'Diana's' Naveen Andrews: 'We expected a certain level of vitriol'

naveen-andrews-naomi-watts-diana.jpgNaveen Andrews is perhaps best known for his small screen roles on shows like "Lost" and now "Once Upon a Time in Wonderland," but he's also appearing on the big screen in November in "Diana," as the Princess of Wales' ( Naomi Watts) former lover Dr. Hasnat Khan. Andrews tells Zap2it that he wanted to do the project because the love story felt so pure.

"I always thought that it's very rare to have a love story on film that works," says Andrews. "You see Hollywood romances and those kinds of films all the time, but just in my opinion, it's very hard to see a film that's essentially a very simple love story that actually works."

"In our film, one of the characters is obviously international known, but apart from that, it seemed very ... pure and simple, and I guess that's why I wanted to do it."

The romance between Princess Diana and Dr. Khan is perhaps one of the least-known things about her life, since it was vastly overshadowed by her tumultuous relationship with Prince Charles and then her later romance with Dodi Fayed, the man who was killed in the car accident along with Diana.

In fact, the relationship with Dr. Khan came as a surprise even to Andrews.

"I thought, like everybody else,  that the relationship was with Dodi. It came as a sudden surprise that she would even be involved with someone like Hasnat," says Andrews.
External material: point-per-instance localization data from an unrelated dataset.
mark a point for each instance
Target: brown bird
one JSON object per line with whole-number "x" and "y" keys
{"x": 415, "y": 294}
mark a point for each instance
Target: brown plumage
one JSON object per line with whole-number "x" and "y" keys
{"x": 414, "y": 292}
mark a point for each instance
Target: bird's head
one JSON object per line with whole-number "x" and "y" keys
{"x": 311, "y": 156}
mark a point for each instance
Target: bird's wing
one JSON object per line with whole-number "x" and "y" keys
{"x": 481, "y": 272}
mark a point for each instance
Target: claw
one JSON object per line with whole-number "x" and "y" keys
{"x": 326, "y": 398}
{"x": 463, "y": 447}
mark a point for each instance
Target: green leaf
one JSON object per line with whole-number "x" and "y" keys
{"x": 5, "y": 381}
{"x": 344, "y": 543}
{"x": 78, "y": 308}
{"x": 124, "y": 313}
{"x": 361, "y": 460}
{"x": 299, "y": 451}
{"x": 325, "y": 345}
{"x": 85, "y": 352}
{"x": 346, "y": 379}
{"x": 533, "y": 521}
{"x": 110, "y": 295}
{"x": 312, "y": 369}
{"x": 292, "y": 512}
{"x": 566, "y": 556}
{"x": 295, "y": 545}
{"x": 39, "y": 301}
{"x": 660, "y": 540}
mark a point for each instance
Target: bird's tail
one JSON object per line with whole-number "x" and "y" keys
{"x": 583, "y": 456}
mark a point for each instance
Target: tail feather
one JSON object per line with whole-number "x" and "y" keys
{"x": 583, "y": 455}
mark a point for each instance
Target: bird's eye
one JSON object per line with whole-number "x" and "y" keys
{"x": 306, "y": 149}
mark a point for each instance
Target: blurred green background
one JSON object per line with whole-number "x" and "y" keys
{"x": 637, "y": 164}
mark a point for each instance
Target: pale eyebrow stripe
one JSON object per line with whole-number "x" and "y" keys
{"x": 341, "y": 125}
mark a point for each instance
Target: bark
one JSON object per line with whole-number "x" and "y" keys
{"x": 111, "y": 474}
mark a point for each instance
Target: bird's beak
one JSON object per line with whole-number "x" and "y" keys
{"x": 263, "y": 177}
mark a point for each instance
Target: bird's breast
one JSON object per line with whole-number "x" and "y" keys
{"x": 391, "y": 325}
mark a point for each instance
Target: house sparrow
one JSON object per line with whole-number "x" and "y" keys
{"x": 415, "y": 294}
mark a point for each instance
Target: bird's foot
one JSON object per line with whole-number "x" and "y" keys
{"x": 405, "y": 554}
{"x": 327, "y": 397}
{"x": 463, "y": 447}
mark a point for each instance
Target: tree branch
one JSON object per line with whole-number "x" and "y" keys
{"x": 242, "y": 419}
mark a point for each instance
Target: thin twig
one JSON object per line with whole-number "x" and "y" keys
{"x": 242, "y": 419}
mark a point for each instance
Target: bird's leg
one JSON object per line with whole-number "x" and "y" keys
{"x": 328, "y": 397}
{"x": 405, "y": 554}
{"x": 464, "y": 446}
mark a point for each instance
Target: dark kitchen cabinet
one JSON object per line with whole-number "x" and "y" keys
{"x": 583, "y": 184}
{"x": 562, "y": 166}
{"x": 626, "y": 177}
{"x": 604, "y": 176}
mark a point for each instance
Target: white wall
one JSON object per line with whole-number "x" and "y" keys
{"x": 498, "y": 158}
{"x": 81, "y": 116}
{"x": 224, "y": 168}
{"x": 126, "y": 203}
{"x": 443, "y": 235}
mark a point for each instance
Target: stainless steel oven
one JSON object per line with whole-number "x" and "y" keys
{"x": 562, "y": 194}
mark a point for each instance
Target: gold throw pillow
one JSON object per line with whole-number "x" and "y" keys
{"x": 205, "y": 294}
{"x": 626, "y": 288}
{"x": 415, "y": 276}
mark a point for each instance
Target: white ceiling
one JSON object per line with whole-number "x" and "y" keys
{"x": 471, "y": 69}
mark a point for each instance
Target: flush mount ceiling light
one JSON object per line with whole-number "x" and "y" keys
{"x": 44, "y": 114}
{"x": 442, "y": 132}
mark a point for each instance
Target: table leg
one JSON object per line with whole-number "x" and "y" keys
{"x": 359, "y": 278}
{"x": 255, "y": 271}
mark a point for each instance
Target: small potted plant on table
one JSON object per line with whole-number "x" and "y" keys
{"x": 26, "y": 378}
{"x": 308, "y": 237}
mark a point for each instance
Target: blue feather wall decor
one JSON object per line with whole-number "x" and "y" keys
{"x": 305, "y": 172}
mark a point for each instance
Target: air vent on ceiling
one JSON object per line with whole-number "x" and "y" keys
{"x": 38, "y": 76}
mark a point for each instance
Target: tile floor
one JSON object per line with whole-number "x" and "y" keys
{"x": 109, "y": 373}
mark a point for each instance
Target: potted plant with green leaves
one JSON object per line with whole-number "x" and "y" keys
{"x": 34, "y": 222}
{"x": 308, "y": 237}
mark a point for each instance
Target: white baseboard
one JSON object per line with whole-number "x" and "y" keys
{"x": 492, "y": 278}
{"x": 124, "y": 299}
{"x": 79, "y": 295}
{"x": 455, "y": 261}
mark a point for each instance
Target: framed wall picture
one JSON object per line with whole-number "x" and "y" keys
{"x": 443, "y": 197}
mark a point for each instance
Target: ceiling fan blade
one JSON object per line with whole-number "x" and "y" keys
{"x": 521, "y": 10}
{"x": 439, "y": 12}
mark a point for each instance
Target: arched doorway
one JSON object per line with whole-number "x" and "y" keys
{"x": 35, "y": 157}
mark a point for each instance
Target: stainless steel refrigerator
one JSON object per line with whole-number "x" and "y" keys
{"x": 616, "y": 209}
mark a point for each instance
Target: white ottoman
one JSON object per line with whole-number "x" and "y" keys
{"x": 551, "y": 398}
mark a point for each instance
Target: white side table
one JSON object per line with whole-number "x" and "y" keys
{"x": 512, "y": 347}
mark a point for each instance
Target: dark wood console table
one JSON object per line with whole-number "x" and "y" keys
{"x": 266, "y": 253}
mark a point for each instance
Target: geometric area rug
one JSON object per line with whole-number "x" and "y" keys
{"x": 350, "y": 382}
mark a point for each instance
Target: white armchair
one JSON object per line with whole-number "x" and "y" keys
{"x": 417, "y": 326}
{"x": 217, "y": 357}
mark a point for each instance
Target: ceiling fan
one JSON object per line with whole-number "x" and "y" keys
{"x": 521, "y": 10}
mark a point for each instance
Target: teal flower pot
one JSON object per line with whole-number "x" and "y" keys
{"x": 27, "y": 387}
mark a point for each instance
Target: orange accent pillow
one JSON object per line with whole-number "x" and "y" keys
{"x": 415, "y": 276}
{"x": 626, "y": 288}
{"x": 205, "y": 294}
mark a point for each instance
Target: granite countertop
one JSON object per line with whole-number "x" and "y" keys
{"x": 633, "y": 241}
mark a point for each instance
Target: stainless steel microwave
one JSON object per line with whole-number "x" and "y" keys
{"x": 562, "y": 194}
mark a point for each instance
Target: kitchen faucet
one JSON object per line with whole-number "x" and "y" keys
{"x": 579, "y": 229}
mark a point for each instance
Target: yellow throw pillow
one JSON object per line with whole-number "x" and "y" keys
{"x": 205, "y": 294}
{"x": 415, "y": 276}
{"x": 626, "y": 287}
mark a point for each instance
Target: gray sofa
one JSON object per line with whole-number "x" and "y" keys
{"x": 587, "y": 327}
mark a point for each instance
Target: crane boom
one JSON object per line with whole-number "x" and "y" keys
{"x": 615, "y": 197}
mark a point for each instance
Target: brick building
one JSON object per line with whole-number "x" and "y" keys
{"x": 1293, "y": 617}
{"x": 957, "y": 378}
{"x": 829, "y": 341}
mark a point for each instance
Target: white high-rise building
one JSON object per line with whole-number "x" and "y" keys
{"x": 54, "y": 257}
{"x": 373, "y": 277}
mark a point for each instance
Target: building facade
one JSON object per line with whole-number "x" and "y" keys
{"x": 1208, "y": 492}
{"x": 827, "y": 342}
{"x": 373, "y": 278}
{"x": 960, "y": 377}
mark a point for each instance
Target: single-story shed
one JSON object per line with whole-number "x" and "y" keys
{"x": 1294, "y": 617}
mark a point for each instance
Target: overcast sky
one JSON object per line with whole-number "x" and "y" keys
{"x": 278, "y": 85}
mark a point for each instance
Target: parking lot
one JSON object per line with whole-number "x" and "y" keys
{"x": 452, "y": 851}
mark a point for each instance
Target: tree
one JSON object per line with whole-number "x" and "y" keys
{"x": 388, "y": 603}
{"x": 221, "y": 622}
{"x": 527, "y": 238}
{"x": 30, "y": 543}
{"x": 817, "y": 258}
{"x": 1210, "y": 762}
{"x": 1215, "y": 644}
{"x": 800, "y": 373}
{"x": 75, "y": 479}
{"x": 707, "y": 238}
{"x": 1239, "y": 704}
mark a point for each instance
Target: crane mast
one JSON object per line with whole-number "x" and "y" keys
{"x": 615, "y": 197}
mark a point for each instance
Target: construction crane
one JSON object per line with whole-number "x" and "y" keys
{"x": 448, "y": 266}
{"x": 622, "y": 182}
"He was a very private person and by all accounts still is. There's a certain amount of academic research you can do about that period in his life. And of course, physically I had to put on about 20 pounds. ... but there was very little film footage of him," he adds.

The film has not been getting great reviews by the British critics, which Andrews says they kind of expected, having tackled such a personal issue for many Britons.

"We expected a certain level of vitriol, absolutely, because the British and the British press, hypocritically, still feel a bit of ownership over Diana, both when she was alive and they still do now," says Andrews.

It's almost a testament to her power that she can still inspire, if you like, these sort of reactions. It almost felt like we were re-opening this wound in the national psyche and I think it's to be expected."

"Diana" opens nationwide on Friday, Nov. 1.